Si la SARL de famille et la SCI paraissent identiques au premier abord, ces statuts sont pourtant bien distincts ! Comment les distinguer et faire le bon choix pour concrétiser votre projet familial ? Quel régime fiscal correspond le mieux à vos perspectives d’avenir ? Quelle activité annexe seriez-vous tenté de commencer (location de biens meublés, achat-revente, etc.) ? Simplitoo vous aide à faire le bon choix !

Cinq questions à se poser pour choisir son statut juridique 

Vous lancez une activité en famille et vous demandez quel juridique choisir ? Vous êtes au bon endroit ! La Société à Responsabilité Limitée (SARL) et la Société Civile Immobilière (SCI) permettent toutes les deux de se constituer un patrimoine immobilier en famille. Pour faire votre choix, il y a des questions essentielles à se poser : on y répond ! 

1 - Mon activité est-elle commerciale ?   

L’un des facteurs les plus déterminants pour faire votre choix concerne la nature de votre activité. 

La SCI : une société civile 

La société civile immobilière est la forme juridique par excellence pour s’associer autour d’un placement immobilier. Mise en place et gestion d’un patrimoine en commun sont ses mots d’ordre. 
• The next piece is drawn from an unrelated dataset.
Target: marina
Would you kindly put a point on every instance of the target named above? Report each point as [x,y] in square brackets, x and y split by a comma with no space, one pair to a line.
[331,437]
En effet, le but de la SCI est civil et non commercial. Qu’est-ce que cela signifie ? Simplement que son activité principale ne peut en principe pas être la recherche de profit (sauf exception avec le régime du loueur en meublé non professionnel). Elle est limitée à l’immobilier ! 

Bon à savoir

L’activité principale exercée par une société est appelée « objet social ». Il existe ainsi différents types de SCI qui répondent à des projets spécifiques (construction-vente, attribution, etc.). 

 

La SARL de famille : une société commerciale 

Au contraire, la nature de l’activité d’une SARL de famille est commerciale. Elle est donc créée dans le but de générer du profit : on dit que son but est lucratif ! Vous pourrez ainsi développer vos projets d’achats-reventes de biens immobiliers, ce qui n’est pas possible en SCI. 

Le saviez-vous ?

Le principe de l’achat revente de bien immobilier est simple : il s’agit d’acheter un bien pour le revendre plus cher par la suite. Le but ? Dégager une plus-value de cet investissement ! 

 

2 - Projet familial ou projet de succession ? 

La nature commerciale ou non commerciale de l’activité n’est pas l’unique critère à prendre en compte dans votre choix. Parlons projets ! 

La SCI : idéale pour la succession 

Il est possible de créer une SCI entre membres d’une même famille, comme ses parents, ses grands-parents ou ses frères et sœurs. Cette option est largement plébiscitée pour la succession, la donation et la transmission du patrimoine immobilier. 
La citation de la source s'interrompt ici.